Half-Life 2: Episode Two
Following on immediately after Episode Two, things get mental from the start. Having made it through a spectacular train crash, physicist Gordon Freeman and Alyx Vance must now voyage further on to challenge the might of the dystopian Combine state.
First off, the game being from 2007, it’s graphically the most impressive title. And whilst Episode One is a surprisingly short mini-sequel, Episode Two is much longer and features some impressive concepts and set-pieces. It’s also as insane as ever – your heart will be in your mouth for most of the adventure (not literally, fool).
Half-Life 2’s formula is to ramp up the intensity, building to an almighty conclusion. And Episode Two offers the most spectacular realisation of that approach yet. First off (spoiler alert), you have an eerie trudge through an ant lion hive.
This involves a tense battle with a horde of the ant lion buggers (above) in a scene reminiscent of the heroic efforts of the marines in Aliens as they do battle with the xenomorphs. All rather intense, but it doesn’t let up for a moment from there.
At the conclusion of the exeperience, there’s an almighty free-for all in a giant facility. This is immediately followed by the need to battle of a horde of stalkers using bombs, grit, determination, and nerves of steel. It’s riveting stuff – exactly why the Half-Life 2 have this recognition of the best FPS series in history.
And that’s all just a brief summary of the madness you will enjoy. Episode Two is brilliant. But it’s also a peculiar coda in the game’s history. Why? It’s the last bloody one.
The expectation after Episode Two was for a third installment shortly afterwards… but the game has gone AWOL. Despite efforts by Valve’s dev team to create something, all projects eventually fell by the wayside.
Thusly, we seemingly have the conclusion to the series with the 2007 release. But fans, and the media, certainly haven’t stopped plaguing Valve with questions about the possibility.
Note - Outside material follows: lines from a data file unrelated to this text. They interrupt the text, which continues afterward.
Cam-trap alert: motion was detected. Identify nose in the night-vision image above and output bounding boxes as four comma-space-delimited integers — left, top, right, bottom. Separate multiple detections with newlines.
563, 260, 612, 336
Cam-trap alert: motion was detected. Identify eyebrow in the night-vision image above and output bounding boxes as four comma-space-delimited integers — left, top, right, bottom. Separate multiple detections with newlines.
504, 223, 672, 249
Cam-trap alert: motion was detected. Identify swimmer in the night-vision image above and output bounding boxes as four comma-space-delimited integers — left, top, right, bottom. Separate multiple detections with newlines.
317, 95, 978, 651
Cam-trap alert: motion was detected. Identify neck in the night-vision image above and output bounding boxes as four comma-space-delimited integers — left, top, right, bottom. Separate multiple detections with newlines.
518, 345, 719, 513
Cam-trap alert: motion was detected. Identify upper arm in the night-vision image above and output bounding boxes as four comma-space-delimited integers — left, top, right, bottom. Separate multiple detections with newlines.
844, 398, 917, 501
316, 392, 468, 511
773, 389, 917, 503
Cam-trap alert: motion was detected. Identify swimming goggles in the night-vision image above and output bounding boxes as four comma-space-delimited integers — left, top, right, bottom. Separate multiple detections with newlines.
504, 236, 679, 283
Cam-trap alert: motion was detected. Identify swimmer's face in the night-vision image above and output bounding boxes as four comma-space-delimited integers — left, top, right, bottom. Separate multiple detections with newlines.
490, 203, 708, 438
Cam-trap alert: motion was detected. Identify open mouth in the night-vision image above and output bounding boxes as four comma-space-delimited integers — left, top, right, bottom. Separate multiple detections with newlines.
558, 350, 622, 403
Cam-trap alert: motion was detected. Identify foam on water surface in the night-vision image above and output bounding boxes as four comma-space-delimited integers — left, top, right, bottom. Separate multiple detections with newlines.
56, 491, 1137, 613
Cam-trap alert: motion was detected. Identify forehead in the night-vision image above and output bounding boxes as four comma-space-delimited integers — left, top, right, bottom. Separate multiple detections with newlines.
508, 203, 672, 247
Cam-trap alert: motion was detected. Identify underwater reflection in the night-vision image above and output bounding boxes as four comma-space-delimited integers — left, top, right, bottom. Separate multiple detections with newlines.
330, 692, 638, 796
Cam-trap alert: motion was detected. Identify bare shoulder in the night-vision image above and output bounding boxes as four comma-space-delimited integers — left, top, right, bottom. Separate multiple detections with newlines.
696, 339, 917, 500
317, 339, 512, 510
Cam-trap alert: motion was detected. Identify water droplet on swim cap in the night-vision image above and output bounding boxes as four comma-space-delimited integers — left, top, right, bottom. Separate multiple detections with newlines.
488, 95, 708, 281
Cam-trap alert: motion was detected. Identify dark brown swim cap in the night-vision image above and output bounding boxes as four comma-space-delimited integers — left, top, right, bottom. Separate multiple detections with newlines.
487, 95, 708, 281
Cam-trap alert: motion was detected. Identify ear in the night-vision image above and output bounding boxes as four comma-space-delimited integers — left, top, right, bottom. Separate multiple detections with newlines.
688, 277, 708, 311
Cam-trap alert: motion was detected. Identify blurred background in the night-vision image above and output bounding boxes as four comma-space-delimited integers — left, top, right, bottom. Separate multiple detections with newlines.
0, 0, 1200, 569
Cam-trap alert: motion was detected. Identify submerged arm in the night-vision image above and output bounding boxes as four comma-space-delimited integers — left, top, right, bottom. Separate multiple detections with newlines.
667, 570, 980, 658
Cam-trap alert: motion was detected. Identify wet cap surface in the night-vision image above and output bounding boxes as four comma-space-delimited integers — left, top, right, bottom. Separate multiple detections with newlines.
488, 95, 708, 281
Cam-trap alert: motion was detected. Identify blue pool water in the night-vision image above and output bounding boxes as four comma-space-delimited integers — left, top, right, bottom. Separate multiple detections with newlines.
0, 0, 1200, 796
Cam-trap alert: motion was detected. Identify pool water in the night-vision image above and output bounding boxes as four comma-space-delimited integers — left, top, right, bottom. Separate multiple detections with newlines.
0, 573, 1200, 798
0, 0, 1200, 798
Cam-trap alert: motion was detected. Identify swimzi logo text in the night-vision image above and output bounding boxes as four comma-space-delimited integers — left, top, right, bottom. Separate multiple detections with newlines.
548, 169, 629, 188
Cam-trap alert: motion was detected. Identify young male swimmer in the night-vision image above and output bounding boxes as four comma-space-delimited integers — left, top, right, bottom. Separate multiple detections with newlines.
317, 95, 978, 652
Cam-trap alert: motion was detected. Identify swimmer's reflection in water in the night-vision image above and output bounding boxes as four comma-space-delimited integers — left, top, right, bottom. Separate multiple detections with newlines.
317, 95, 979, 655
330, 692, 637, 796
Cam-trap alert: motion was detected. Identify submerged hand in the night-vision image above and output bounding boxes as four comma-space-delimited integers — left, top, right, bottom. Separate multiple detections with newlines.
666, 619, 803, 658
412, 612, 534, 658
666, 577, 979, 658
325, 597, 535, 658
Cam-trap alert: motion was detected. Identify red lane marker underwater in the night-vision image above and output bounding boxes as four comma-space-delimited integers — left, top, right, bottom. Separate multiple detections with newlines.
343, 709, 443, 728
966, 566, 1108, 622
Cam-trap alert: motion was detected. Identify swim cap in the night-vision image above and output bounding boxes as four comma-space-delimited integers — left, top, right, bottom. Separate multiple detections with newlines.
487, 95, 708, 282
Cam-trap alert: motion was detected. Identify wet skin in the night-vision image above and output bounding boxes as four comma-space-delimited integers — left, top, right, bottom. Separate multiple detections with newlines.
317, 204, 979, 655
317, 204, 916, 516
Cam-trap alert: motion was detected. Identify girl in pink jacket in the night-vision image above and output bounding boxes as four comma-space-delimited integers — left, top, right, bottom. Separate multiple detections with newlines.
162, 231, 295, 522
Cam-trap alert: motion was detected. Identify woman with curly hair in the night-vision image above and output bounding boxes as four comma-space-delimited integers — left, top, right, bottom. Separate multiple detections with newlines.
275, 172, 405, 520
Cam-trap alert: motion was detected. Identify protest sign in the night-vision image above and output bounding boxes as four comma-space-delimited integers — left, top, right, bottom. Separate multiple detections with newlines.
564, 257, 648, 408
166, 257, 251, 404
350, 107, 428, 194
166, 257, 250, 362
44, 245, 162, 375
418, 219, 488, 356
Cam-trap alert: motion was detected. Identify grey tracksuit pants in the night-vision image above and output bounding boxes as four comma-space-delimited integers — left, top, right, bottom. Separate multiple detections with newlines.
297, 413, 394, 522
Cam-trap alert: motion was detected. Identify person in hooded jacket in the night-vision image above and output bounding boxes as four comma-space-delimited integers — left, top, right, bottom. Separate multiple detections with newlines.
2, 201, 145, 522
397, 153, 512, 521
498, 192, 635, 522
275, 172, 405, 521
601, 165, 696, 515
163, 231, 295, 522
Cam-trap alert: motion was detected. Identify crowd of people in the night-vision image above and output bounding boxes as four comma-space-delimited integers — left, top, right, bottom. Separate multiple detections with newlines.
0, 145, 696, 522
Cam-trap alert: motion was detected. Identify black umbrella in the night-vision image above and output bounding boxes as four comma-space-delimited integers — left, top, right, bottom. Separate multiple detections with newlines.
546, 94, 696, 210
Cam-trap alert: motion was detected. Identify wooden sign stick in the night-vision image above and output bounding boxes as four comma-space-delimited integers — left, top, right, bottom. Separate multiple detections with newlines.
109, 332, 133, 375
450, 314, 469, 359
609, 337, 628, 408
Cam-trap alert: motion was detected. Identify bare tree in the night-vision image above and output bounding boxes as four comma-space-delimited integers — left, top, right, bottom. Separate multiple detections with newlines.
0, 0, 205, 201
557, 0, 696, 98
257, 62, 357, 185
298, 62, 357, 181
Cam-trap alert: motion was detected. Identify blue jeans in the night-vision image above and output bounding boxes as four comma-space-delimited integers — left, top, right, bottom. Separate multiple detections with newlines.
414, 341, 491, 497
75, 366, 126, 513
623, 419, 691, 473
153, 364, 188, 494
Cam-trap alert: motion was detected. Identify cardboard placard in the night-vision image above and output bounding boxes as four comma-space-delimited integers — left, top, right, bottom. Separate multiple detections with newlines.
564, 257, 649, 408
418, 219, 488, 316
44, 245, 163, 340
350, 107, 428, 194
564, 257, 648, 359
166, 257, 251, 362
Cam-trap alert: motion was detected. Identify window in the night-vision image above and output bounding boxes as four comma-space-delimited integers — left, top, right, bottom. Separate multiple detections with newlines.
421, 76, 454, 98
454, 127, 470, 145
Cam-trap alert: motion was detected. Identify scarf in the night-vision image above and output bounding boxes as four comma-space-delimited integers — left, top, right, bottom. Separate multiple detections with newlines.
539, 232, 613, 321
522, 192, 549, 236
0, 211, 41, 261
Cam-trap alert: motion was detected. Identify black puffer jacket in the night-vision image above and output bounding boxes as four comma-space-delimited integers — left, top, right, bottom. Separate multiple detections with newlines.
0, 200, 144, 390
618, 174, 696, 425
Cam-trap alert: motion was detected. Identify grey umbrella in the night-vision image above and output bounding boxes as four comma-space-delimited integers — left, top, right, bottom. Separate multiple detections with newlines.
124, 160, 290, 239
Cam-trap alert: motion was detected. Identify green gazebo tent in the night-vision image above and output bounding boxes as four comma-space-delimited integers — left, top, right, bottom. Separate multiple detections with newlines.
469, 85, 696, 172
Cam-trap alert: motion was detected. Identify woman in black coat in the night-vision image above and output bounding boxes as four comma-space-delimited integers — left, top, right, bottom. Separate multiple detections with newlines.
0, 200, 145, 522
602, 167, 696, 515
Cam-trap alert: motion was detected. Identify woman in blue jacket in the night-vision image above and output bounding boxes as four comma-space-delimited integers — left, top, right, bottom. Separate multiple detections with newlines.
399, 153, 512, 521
Valve, however, seems too busy with its other projects. This includes managing its biggest hit – Steam. On that platform, it encourages big (and indie) devs to create new and exciting games. The indie scene is particularly vibrant right now and Valve has a big part in ensuring much radical creativity is taking place.
That’s befitting for a business with games as astonishing as Half-Life 2 and Portal 2. But it’s not what most fans want. 11 years after the last installment, there’s lingering hope Half-Life 3 will one day hit the gaming scene. It would be the biggest news in gaming history!
But Valve sure doesn’t need the money. It also doesn’t need any further critical acclaim – or awards. But there is a metric tonne of pressure to deliver something astonishing – unseen of before in the industry. Perhaps, and this is only conjecture, Valve thinks there’s nothing left to do with the series. Or an impossible task is ahead.
Valve still delivers fun games, but nothing to Half-Life 2 levels. Other developers can, though. Nintendo’s run of genius, and this isn’t intended as a sycophantic fanboy moment, is beyond belief. Nintendo has relentlessly delivered genius over a 30+ year period.
Nintendo’s unrelenting brilliance led to a rare outing in FPS world with the Metroid Prime trilogy (with the help of Retro Studios). But even this isn’t to Half-Life 2’s level. The latter is astonishing, meteroic genius. And Valve’s decision to distance itself from the game that made it is somewhat understandable given its Steam commitments. But also frustrating.
The result is fans are left without a complete story to one of the industry’s most celebrated games. There is no closure. There is no answer. There are no clues. And that’s a very Valve thing to do.